HashMap

Data Structures, Algorithms

Liansong included in Algorithms-Data Structures

2020-12-03 10:14:00 1062 words 5 minutes 次阅读量

/en/2020-05-07-hashmap/featured-image.png

Contents

1. The background of HashMap

In this part, we first introduce hash tables and hashes from the advantages and disadvantages of arrays and linked lists. Take a look at the characteristics of hash tables and hashes compared to the first two.

1.1 Advantages and disadvantages of arrays

First look at the memory structure diagram of the array.

Looking at this picture, you should clearly see the characteristics, advantages and disadvantages of the array.

Arrays are characterized by sequential storage and a fixed length of length
It is very convenient to find data in the array, you can directly read the data at a fixed position according to the index (advantage)
It is very troublesome to add and delete data in the array, you need to expand the array first, and then reassign the array (disadvantage)

1.2 Advantages and disadvantages of linked list

Let’s take a look at the memory structure diagram of the linked list. There are also many kinds of linked lists, one-way, two-way, circular, etc. Let’s take a single linked list as an example.

In the above two pictures, the first one is the memory structure diagram of the linked list. It can be seen that the structure of the linked list has a data area and an address area, and the address area points to the next element in turn. The insertion and deletion operations of the linked list are also very convenient, just point the address of the previous one to the element to be inserted. So from the linked list we can also get the following characteristics.

The length of the linked list is not fixed and can be dynamically adjusted as needed
The search of the linked list will be very troublesome, it cannot be searched according to the index, and it needs to be traversed from beginning to end one by one (disadvantage)
The insertion and deletion operations of the linked list are very convenient (advantage)

1.3 Hash tables and hashes

Having said so much, I have listed the advantages and disadvantages of the first two data structures. Is there a data structure that can combine the advantages of the above two at the same time? This is about the hash table.

Let’s take a look at the structure of the hash table.

This is the memory structure diagram of the hash table. You can take a look, it is divided into two parts, the purple part on the left is an array structure, each array has a head pointer of a linked list, and the green part on the right is a linked list structure, which is used to resolve conflicts. The hash table is a feature that integrates the two data structures of arrays and linked lists.

Hash is an algorithm whose principle is to convert an input of any length into a fixed-length output. The method of this mapping is the Hash algorithm. The Hash algorithm has the following characteristics:

No reverse derivation is possible. It means that the original data cannot be deduced from the results
Any minor change to the original data will result in a different result
The execution efficiency of the Hash algorithm is very high
Hash algorithm has collision probability. Because the input space is much larger than the output space, there may be different input to get the same output problem

2. HashMap principle

2.1 Physical structure of HashMap

Having said so much earlier, HashMap can be easily understood, which is a hash table implemented by the Hash algorithm. See the picture below.

It is array + linked list + red-black tree structure.

The linked list is a linked list added to the array structure when there are conflicting elements.

When the number of linked list nodes is greater than or equal to 8, and the number of all elements in the hash table is greater than 64, the linked list structure will be upgraded to a red-black tree structure.

2.1 HashMap insert data process

You can look at this picture, this process is the process of inserting data into HashMap.

First of all, the inserted key is converted into a hash value through the hash algorithm, and then the hash value is passed through the disturbance function to make the hash value more hashed, and then the node node of the hash is constructed, and then according to the routing algorithm, it is calculated that the node node should be inserted into which location.

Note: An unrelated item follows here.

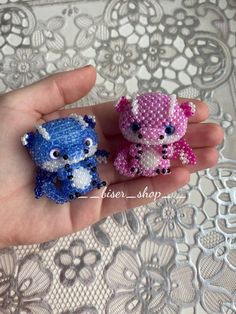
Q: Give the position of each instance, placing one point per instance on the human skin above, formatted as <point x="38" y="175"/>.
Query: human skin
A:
<point x="26" y="220"/>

You can look at this routing formula, table length is the length of the hash array, generally the power of 2, and then element with the hash value to get the insertion position, and insert this node into the node of the hashmap.

2.2 Hash collision

As mentioned earlier, when two different inputs get the same hash value, or when there is a conflict in the calculated node position according to the routing formula, a Hash collision will also occur. After a Hash collision occurs, a linked list will be formed at the array nodes.

2.3 Hash Expansion

It can be seen that if the size of the Hash array is limited, Hash collisions will easily occur. After a Hash collision occurs, the length of the linked list will become longer and longer. As a result, the advantages of HashMap cannot be used, and the linked list will be relied on. So in order to solve this problem, it is necessary to expand the Hash. After expansion, collisions can be effectively reduced.

3. HashMap source code analysis

3.1 C++ Key-Value container

JAVA’s HashMap uses JDK. C++ has many key-value containers, map / hash_map / unordered_map / vector_map.

Map is implemented with a red-black tree, and it takes a long time to build a map.

vector_map is not implemented in c++. The basic idea is to use vector to save data, sort after insertion, and then use binary search.

The implementation of hash_map and STL is called unordered_map, which are all implemented based on hash_table. First, a large area of memory is allocated to form many buckets, and the keys are mapped to different buckets using the hash function.

The search speed of hash_map is faster than that of map, and its search speed has nothing to do with the size of the data, which belongs to the constant level. The search speed of map is log(n) level.